本書では、保守党と労働党、それぞれの党内の制度も詳しく考察されている。保守党が党首選の手続きを設けたのは1965年のことであり、それまでは党首は有力者の相談で「出現」するものだった。その党首選手続きも、当初は党首が欠けた場合を想定したもので、党首は不人気であれば自発的に辞めるものとされていた(党首を審査する党首選は1975年から)。また選挙の公認を左右するのは党中央ではなく地元の選挙区協会であり、党首の公認権で党員を服従させる効果は長らく弱かった。しかし、保守党は「党と党首への忠誠」を特徴とするほどの党であり、選挙に勝てる首相ならば比較的支持されやすい。
労働党は、保守党よりもイデオロギーによる内部対立を抱えやすい。議会労働党はもともと、労働組合が議会に代表を送り込む形で成立した組織である。長らく労組が強い権限を発揮していたが、その構造のため80年代には極端に左傾化して選挙では惨敗を繰り返した。この構造的問題を解消するため、より穏健と考えられる一般党員の発言権を強める形の改革を進めて労組の力をそいだ。これはブレアによる労働党復活を呼び込むが、一方で一般党員が左派に傾倒するとコービンという(議会労働党はほとんど支持しない)極端な左派が党首に選ばれることにもなった。
本題とは少しずれるが、貴族院改革の話もなかなか興味深い。イギリスの上院である貴族院は「何ら権限を持たない上院」の代表例として学校で習ったと思う。しかし実際には、貴族院は多くの法案を否決しており、それによって半数近い事例で政府から譲歩を引き出すことに成功しているのである。貴族院は当初は世襲貴族が多く、党派で言えば保守党が多かったが、貴族院改革の第一段階後の現在は大半が任命議員で党派的偏りも緩和した。さらなる改革では、貴族院議員を選挙で選出することさえ検討されているという。
[1] 1994年の選挙制度改革まで、衆議院は中選挙区制だった。現在でも、二人区以上の参議院の選挙区は中選挙区制とみなせる。
[2] 三人区であれば投票用紙に三人の名前を書けるような選挙方式を「完全連記制」といい、こちらの方が多く見られる方式である。ただしこの選挙制度は小選挙区制に近い効果をもたらすため、現在では複数人完全連記制ではなく小選挙区制を用いる国が多い。
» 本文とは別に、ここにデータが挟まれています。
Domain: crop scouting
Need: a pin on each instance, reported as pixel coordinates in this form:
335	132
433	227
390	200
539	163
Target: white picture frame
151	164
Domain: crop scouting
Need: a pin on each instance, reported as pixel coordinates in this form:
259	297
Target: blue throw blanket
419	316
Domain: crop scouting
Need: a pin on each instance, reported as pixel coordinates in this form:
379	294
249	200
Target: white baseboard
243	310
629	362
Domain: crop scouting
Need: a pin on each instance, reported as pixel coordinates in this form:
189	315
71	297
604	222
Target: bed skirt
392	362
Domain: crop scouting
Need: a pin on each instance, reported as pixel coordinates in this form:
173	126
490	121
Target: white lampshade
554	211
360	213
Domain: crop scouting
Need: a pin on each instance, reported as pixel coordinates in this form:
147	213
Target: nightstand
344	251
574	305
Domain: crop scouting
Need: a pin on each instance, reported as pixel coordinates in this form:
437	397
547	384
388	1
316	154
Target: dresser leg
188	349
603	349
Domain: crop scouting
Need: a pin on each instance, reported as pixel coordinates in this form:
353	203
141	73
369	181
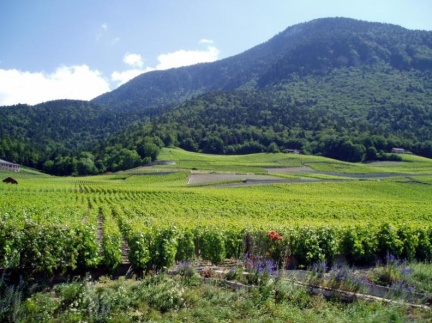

[3] 例えば完全比例代表制のイスラエルでは、90年代において超正統派政党シャスが第三党となってキャスティングボートを握り、かなり強い影響力を発揮した。
[4]その他の欧州の国でも、フィンランドやルクセンブルクで違憲立法審査権が導入されたのは1990年代以降と、かなり最近である。これに関しては、ヨーロッパでは、憲法は統治構造を定めるものと位置付けられており、憲法を他の法の上位に置くアメリカ的発想がなじまなかったという指摘もある。(小梁吉章「憲法裁判所と欧州司法裁判所」広島法学34巻3号234(2011)
https://ir.lib.hiroshima-u.ac.jp/files/public/3/31202/2014101618082037974/HLJ_34-3_234.pdf)
[5] ただしこの背景には、言語及び民族で分断された連邦制国家というベルギーの特殊事情もあり、選挙制度を変えれば問題が解決するとは限らない。松尾秀哉・著『連邦国家 ベルギー――繰り返される分裂危機』(吉田書店)は、連邦の分裂危機という点から、繰り返される長期の政治空白について議論している。
[6]各選挙区における各党の候補者を予備選挙で決めるというシステムは、選挙過多の例として本書で挙げられている。
[7]自由民主党は、キャメロン政権時には保守党との連立政権を組む地位にまで上り詰めたが、連立与党として保守党に対し繰り返し妥協を行ってこれまでの政策を曲げたことで支持を大きく失った。